Efficiency in the great big data cloud
Every minute, video material amounting to roughly 400 hours of viewing time is uploaded to YouTube. Users watch one billion hours’ worth of videos every single day, according to the channel’s own statistics. This data traffic between the YouTube “cloud” and the terminal devices, more than half of which are mobile devices, requires efficient organisation. The computer scientist Radu Prodan specialises in the efficiency aspects of these distributed and parallel systems. In the following interview, he discusses the possibilities and impossibilities that still lie ahead and that present enormous challenges for technology, humankind, and nature.
In June, the fastest supercomputer commenced operation in the USA, boasting a performance capacity of 200 petaflops (one quadrillion floating point operations per second). You examine how well these vast systems function. What challenges do you perceive?

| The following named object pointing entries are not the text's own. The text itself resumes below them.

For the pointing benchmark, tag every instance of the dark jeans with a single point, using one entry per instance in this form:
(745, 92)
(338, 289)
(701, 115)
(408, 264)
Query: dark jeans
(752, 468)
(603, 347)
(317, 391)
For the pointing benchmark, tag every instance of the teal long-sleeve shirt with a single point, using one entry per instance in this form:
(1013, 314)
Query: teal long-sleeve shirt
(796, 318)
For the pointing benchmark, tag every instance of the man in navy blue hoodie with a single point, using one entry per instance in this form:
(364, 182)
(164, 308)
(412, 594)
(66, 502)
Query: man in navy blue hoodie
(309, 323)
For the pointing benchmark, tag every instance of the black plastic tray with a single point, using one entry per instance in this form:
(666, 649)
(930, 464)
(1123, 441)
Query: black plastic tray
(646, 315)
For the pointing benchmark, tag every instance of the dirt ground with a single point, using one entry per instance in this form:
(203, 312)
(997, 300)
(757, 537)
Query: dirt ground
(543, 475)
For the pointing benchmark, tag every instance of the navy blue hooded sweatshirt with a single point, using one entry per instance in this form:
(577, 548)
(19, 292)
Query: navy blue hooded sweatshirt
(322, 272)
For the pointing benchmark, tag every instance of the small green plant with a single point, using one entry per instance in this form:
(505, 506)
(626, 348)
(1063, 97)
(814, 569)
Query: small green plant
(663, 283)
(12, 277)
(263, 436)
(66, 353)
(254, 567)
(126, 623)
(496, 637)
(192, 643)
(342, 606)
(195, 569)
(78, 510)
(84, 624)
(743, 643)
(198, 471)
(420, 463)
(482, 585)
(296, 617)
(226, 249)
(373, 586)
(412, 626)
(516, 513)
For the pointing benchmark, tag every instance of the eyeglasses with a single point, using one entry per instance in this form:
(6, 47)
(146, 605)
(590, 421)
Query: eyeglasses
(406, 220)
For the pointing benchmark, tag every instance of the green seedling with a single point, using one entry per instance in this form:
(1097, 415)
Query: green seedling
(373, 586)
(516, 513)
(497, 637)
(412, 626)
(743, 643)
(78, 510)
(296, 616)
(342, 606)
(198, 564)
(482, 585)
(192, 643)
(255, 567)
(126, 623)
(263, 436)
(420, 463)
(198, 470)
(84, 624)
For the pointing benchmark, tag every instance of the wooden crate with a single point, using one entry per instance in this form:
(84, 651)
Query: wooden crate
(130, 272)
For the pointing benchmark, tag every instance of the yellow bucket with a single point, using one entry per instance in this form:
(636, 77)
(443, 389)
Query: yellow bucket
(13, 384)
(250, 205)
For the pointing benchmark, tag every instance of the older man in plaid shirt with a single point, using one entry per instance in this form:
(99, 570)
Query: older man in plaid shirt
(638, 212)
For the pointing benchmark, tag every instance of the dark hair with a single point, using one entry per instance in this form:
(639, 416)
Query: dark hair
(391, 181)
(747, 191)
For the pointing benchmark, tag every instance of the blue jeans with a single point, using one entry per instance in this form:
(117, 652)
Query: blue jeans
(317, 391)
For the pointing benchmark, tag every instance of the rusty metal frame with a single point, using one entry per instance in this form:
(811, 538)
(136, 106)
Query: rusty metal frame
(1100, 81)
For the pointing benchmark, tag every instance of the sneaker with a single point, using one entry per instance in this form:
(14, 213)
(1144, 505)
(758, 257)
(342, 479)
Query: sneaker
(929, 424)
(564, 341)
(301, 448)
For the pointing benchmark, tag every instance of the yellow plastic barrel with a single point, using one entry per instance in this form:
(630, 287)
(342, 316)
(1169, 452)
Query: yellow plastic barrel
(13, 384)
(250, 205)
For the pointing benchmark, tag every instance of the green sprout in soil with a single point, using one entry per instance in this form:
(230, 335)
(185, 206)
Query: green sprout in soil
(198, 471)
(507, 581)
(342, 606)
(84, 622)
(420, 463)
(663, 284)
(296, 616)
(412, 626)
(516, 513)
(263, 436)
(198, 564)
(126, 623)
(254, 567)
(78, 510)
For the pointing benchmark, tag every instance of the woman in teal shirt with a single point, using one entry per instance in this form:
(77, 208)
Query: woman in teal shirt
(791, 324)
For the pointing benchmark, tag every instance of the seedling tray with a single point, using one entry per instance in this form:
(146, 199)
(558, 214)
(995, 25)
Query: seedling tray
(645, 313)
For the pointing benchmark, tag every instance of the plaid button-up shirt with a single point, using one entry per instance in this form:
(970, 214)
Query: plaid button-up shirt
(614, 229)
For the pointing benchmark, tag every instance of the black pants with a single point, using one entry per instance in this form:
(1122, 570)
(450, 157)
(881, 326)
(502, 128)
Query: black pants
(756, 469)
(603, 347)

These computers consist of millions of heterogeneous components, combined in a highly complex and hierarchical structure. The efficient programming of supercomputers of this vast size represents a considerable challenge, as the necessary communication between the components, the synchronisation, and many other inevitable overheads tend to result in inefficiency. Many of these computers have an actual utilization of only 15 to 20 per cent compared to the peak performance they could theoretically achieve. This translates into a performance problem for not only numerous applications, but also for the operator, who is not making full use of computing infrastructure that was acquired at great cost.
What is the main problem?
In many cases, it is the inability to reach the theoretical peak performance. Supercomputers are steadily growing in size in the attempt to achieve speeds above one quadrillion operations per second. If you gain mass, you sacrifice velocity, as happens when the communication between the individual components is too frequent or involves excessively high data volumes. “Extreme data” is the byword of the big data concept, which is characterised by vast volumes of data that need to be retrieved, communicated and analysed at a speed approximating real time. This is the issue we are currently addressing in the context of a new European research project.
Why is this necessary?
Nowadays, there are many scientific and commercial applications that need to generate, store, filter, and analyse data at a rate of hundreds of gigabits per second. One contemporary example is the simultaneous analysis of millions of images each day, which involves a real-time database scan of one billion social data posts. Conventional hard drives and commercial storage systems are not up to this task. What we are trying to do, is to improve existing concepts and technologies, and our particular focus is on data-intensive applications running on systems that consist of millions of computing elements. These are the so-called exascale computing systems, which can manage one quadrillion operations per second.
What is your contribution and what will the new project contribute to improving these exascale systems?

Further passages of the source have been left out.